Wenn auch nicht recht klar wird, welche Geister hier gemeint sind, freut man sich doch, daß die Autoren nicht angetreten sind, sie durch Fakten und Spezialkenntnisse auszutreiben. Denn als Naturwissenschaftler, die sie sind, sind sie sich darüber im klaren, "daß ein gutes Bild allemal mehr wert ist als eine lange Rechnung". Und erst in mythischen Bildern, Stoffen und Strukturen erobert die Wissenschaft das kollektive Imaginäre. Als Kronzeugen dieser Einsicht zitieren die Autoren Lévi-Strauss: "Der Dialog mit der Wissenschaft ist es, der das mythische Denken wieder aktuell macht." Vieles von dem, was wir dem Wissen zurechnen, gehört also dem Mythos an: Newtons Apfel, Kekulès Schlange, Schrödingers Katze und natürlich die Badewanne des Archimedes.

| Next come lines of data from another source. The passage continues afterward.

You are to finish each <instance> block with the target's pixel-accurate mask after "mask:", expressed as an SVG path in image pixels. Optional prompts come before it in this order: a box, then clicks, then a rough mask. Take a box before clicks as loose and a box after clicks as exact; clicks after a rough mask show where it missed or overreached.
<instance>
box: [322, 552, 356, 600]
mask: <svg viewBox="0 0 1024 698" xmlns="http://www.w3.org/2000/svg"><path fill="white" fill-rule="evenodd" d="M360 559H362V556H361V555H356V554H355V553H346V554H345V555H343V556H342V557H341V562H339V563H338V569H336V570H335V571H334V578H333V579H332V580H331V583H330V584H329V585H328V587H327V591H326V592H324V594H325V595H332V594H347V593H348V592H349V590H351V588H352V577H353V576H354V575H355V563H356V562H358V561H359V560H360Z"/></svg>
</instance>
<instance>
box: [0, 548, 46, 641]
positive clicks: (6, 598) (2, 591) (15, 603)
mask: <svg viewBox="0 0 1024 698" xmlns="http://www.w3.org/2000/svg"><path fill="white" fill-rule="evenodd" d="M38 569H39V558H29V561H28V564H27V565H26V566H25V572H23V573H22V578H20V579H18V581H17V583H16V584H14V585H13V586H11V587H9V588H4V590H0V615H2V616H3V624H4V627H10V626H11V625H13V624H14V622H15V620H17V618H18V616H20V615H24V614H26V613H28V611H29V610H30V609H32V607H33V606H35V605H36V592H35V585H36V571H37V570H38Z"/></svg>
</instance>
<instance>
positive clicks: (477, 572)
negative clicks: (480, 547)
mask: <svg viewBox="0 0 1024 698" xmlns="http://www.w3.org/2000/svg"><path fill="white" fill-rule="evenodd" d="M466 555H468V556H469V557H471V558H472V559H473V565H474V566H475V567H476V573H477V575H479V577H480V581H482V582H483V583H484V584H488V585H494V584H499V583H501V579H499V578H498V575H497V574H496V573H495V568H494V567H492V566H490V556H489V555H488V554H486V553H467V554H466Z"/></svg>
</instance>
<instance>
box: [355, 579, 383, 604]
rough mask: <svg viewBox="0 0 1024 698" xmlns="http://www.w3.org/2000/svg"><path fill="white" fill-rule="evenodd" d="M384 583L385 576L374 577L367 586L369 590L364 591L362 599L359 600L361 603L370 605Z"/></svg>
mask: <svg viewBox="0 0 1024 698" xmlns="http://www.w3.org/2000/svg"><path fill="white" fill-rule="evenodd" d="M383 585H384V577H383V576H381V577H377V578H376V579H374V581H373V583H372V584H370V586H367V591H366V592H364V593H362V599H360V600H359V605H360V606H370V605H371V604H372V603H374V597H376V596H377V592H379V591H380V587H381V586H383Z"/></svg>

Wie es in der (französischen) Popularwissenschaft oft der Fall ist, entwickelt auch dieses Buch kaum Thesen, sondern konzentriert sich darauf, einzelne mythische Vorstellungen mit einer Flut von Bezügen, Analogien, Differenzen und Anspielungen zu illustrieren und verschwimmen zu lassen. Bei solcher Kleinkunst der Verfremdung nimmt man sogar in Kauf, daß man etwas lernt. Wer weiß schon, wann das "fehlende Glied in der Kette" als Idee zum ersten Mal auftauchte, wer kennt die wirkliche Wahrheit über "Heureka" und "E=mc²", und wer hat schon parat, wann die Außerirdischen von Zigarren auf Untertassen umstiegen? In diesen drängenden Fragen schaffen Ortoli und Witkowski endlich Aufklärung.

Zugleich bereichern sie den Schatz der kurrenten Legenden, Sagen und Gerüchte um ihre eigenen teils dechiffrierenden, teils bloß zerstreuenden Anekdoten über Leonardos Tagebücher, Doktor Frankenstein und Palissys Heizmethoden. So verbreiten sie die freundlich antidialektische Täuschung, daß letztlich eine Handvoll prägnanter Geschichten und Analogien hinreicht, um sich halbwegs zurechtzufinden im ewigen Chaos der Theorien und in der Praxis des Chaos. Was bleibt, stiften die Legenden; den Rest besorgen andere. HANS-JOACHIM NEUBAUER

Sven Ortoli, Nicolas Witkowski: "Die Badewanne des Archimedes". Berühmte Legenden aus der Wissenschaft. Aus dem Französischen von Juliane Gräbener-Müller. Piper-Verlag, München, Zürich 1997. 192 S., 25 Abb., geb., 29,80 DM.